2025, Book Hopefuls., Disability, Indigenous, LGBTQ, POC, reviews

Rebecca Roanhorse’s Black Sun

What is the most interesting fantasy you’ve read recently? I’ve read many good ones, but one of my favorites so far this year has been Rebecca Roanhorse’s Black Sun. The book is the first in the Between Earth and Sky trilogy. It is also the first Indigenous fantasy that I’ve read. I love the way Roanhorse integrates Pre-Columbian mythology and ideas into this sweeping fantasy.

It was a good book to read in Disability Pride Month because one of the central characters is blind. It informs the book in a lot of ways. However I do have some commentary on the blindness portrayal which I’ll go into later.

Synopsis

The book follows Serapio of the Carrion Crow clan. He was blinded by his mother in a religious ritual. He is supposed to become the new incarnation of an ancient Crow God. Years later, when he starts to leave his home and head back to fulfill a mission his mother and tutors put forward for him. To kill the Sun Priest of Tova.

Captain Xiala, a woman with ties to the ocean, is hired to transport him to the city of Tova by a man named Balam. Xiala crew mutinies after they learn she has magical powers. Serapio, who has become fond of her, saves her from the crew with his army of crows.

In Tova, a woman named Naranpa serves as the Sun Priest, head of the Watchers. The citizens of Tova are made up of four clans. These clans are Carrion Crow, Golden Eagle, Winged Serpent, and Water Strider. They are all considered something called Sky Made and they are linked with magical beings and powers. In contrast to this are the clanless people called the Dry Earth.

Naranpa comes from the Dry Earth people originally, but has risen through the ranks to become Sun Priest. She is looking to try some new things when it comes to her position and the way the Sun Priest interacts with the clans. Her ways are unpopular with some of the more traditional people in the city.

When the head matron of Carrion Crow dies questionably, things start to unravel. Her son comes home and tries to prevent his clan from working against the Watchers. But as Xiala and Serapio arrive in Tova things become more serious. Will Serapio fulfill his destiny? And what will happen to Naranpa and the Watchers when the eclipse finally comes around?

Review

Black Sun has been on my TBR for at least a year. I haven’t read Rebecca Roanhorse before, but I’ve heard about what a great writer she is. I’m SO glad I finally picked this book up. It was a little slow at the start, but that was mostly character and world building.
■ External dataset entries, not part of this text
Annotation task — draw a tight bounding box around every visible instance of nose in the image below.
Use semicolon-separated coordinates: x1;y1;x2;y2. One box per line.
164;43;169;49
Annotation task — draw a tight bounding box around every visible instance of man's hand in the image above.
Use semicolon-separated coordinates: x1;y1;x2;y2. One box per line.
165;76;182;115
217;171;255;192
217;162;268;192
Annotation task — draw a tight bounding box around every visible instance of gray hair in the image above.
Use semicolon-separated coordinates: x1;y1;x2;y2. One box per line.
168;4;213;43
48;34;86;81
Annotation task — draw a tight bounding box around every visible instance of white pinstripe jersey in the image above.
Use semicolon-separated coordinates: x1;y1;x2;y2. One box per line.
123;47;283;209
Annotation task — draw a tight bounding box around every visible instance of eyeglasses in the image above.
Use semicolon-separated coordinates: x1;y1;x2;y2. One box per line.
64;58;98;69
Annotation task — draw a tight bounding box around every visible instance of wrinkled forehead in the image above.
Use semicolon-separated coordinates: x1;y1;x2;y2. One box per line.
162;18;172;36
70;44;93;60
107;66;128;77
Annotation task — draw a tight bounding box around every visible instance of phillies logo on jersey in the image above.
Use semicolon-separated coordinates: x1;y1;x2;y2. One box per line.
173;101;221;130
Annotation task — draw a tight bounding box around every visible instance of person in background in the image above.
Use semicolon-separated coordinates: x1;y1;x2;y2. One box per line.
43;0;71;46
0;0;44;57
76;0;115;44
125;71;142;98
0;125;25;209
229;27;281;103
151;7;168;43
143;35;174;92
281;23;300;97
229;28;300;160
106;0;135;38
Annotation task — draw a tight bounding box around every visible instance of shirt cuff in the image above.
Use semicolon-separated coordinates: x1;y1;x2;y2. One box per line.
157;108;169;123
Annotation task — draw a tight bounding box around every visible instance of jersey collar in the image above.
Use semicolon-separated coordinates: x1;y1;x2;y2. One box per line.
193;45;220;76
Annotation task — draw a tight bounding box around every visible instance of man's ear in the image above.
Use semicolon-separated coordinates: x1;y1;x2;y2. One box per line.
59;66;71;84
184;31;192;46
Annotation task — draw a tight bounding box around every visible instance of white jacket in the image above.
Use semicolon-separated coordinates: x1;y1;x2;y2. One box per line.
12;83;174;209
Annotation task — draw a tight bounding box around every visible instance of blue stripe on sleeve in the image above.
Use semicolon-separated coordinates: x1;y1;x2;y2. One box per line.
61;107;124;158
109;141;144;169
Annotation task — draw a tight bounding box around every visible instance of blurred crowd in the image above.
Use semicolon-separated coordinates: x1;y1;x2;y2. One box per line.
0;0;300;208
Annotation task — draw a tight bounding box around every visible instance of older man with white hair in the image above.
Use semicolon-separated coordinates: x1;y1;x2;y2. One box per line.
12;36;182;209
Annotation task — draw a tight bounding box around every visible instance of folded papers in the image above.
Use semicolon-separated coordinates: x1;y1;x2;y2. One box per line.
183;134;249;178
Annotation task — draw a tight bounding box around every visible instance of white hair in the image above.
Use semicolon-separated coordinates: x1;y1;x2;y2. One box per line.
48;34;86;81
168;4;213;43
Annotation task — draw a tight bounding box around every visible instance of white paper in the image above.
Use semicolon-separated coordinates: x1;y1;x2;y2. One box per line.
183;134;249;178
All of the characters in the book are well-written. I think my favorite would have to be Serapio, not just because he’s the main disabled character in the book. But because he has an interesting moral quandary.

He has been taught since he was a child that he had a duty to help his people gain revenge against the Sun Priest for a wrong that the Watchers did against his clan in the past. He even has teachers who help hone his skills through questionable methods.

His interactions with Xiala are some of my favorites. They are both wary to start out with and slowly grow fond of each other, so fond that Serapio questions his mission. My only issue with the book (and it doesn’t stop Black Sun from being five stars) is that Serapio falls a bit into the mystical blind person trope.

Now I don’t know enough about the Pre-Columbian cultures that this book is based on to know if that is just a standard stereotype, but from what I’ve read, it tends to be something that comes up with blind people in fantasy. Again, I’m not saying it’s not well done, just commenting on the use of the trope.

I’d give this book five stars for the excellent plotting and characterization. I can’t wait to read the next book in the series, and this is certainly one of my favorites for the year. I’m so glad I gave this series a chance for Disability Pride Month.

About the Author

Rebecca Roanhorse is a Hugo and Nebula Award-winning speculative fiction writer. She lives in Northern New Mexico with her family.